Roma, 29 gen. (TMNews) – Nonostante la vittoria sulla Fiorentina (2-0) che ha riportato la Lazio al secondo posto, il tecnico biancoceleste Edi reja resta con i piedi per terra. “Oggi abbiamo raggiunto 40 punti, siamo salvi e di conseguenza lotteremo per l’Europa League, questo è il nostro obiettivo dichiarato dall’inizio, non cambia di una virgola. Se arriveremo a centrare l’Europa League, avremo fatto un grande campionato”, ha detto a Sky dopo il match risolto dai due gol di Libor Kozak. “Kozac aveva già
dimostrato di avere valori contro la Roma, contro una difesa importante. L’ha fatto anche oggi. È un ragazzo che vede la porta e questo è già importante. Abbiamo lavorato molto in questi sei mesi, fermandoci anche dopo l’allenamento a curare la parte tecnica e tattica, sta crescendo perché è un ragazzo che si applica molto, sta anche due ore sul campo a palleggiare, a cercare di fare i movimenti giusti per la fase offensiva. Un ragazzo così può solo migliorare perché è anche intelligente”.
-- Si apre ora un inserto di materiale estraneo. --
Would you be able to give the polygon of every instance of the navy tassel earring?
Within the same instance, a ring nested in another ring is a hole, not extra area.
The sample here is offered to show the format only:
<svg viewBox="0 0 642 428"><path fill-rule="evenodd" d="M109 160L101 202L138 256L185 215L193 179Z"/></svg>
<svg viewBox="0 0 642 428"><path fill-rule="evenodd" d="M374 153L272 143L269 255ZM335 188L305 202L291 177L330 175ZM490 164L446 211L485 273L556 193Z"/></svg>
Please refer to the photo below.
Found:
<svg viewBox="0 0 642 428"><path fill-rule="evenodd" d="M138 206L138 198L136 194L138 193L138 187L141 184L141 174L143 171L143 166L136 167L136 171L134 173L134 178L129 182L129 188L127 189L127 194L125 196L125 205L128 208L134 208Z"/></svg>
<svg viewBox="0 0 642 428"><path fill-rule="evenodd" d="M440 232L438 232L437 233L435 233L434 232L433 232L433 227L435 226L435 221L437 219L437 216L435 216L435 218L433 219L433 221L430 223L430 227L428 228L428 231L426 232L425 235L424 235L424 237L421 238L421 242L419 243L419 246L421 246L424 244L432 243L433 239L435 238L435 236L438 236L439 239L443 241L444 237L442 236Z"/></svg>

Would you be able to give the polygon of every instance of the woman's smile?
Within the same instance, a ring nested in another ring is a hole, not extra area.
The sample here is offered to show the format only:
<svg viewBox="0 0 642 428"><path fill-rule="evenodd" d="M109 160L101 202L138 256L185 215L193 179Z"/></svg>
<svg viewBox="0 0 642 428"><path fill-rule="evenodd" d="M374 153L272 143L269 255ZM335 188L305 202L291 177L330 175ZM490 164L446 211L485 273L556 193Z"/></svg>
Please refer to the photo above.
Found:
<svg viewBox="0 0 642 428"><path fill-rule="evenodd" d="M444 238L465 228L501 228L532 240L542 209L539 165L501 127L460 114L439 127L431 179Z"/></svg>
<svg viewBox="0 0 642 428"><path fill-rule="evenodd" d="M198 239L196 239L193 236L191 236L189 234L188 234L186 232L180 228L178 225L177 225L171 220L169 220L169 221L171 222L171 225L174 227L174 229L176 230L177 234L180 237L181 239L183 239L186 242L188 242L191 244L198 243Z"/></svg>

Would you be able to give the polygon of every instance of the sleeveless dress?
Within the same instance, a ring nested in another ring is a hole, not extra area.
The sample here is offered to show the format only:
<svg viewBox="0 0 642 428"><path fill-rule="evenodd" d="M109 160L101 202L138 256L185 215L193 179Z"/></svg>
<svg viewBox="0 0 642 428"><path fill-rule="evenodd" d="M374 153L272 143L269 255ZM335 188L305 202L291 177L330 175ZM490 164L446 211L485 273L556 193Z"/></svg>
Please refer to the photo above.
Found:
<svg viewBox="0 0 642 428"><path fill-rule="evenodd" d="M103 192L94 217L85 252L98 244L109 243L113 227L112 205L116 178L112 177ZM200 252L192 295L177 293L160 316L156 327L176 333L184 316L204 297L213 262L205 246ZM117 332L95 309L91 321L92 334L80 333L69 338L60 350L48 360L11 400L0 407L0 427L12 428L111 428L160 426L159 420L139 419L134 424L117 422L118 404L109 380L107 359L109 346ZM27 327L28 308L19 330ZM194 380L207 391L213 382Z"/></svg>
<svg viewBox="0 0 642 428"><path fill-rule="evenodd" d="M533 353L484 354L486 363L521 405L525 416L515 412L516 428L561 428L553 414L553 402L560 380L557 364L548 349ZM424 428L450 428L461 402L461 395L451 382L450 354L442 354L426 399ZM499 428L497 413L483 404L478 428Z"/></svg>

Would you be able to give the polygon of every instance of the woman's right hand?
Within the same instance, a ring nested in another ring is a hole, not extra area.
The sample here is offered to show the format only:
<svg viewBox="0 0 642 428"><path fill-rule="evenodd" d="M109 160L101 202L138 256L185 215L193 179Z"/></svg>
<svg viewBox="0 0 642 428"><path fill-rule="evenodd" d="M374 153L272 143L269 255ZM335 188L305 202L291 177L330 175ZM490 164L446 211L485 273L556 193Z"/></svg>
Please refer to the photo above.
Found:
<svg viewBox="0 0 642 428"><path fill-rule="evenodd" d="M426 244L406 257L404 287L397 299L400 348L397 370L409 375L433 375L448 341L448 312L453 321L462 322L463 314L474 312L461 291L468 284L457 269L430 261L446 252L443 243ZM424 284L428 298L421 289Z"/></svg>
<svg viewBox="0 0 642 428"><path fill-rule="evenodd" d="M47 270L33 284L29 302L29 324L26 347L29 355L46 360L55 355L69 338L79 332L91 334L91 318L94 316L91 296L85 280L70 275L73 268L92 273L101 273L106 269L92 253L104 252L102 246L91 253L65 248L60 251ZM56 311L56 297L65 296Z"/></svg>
Il ceco ha segnato quanto Zarate, giocando molto di meno, ma Reja confida nel recupero dell’argentino: “Non c’entra niente, Zarate è un grande valore che ha la Lazio, bisogna cercare di ritrovarlo, deve trovare gli stimoli giusti. Lui ha i mezzi, arriva sul fondo, ma poi non la crossa mai, non deve cercare i colpi ogni volta e per forza, quindi sotto questo punto di vista deve migliorare”.
Panchina invece per Hernanes: “È stato convocato dalla Nazionale, viene da tre partite in cui ha giocato 90 minuti, nell’ultima partita non era fresco, abbiamo un’altra partita martedì, non regge due partite di fila, ho cercato di risparmiarlo, a Milano credo che ci sarà, poi vediamo”.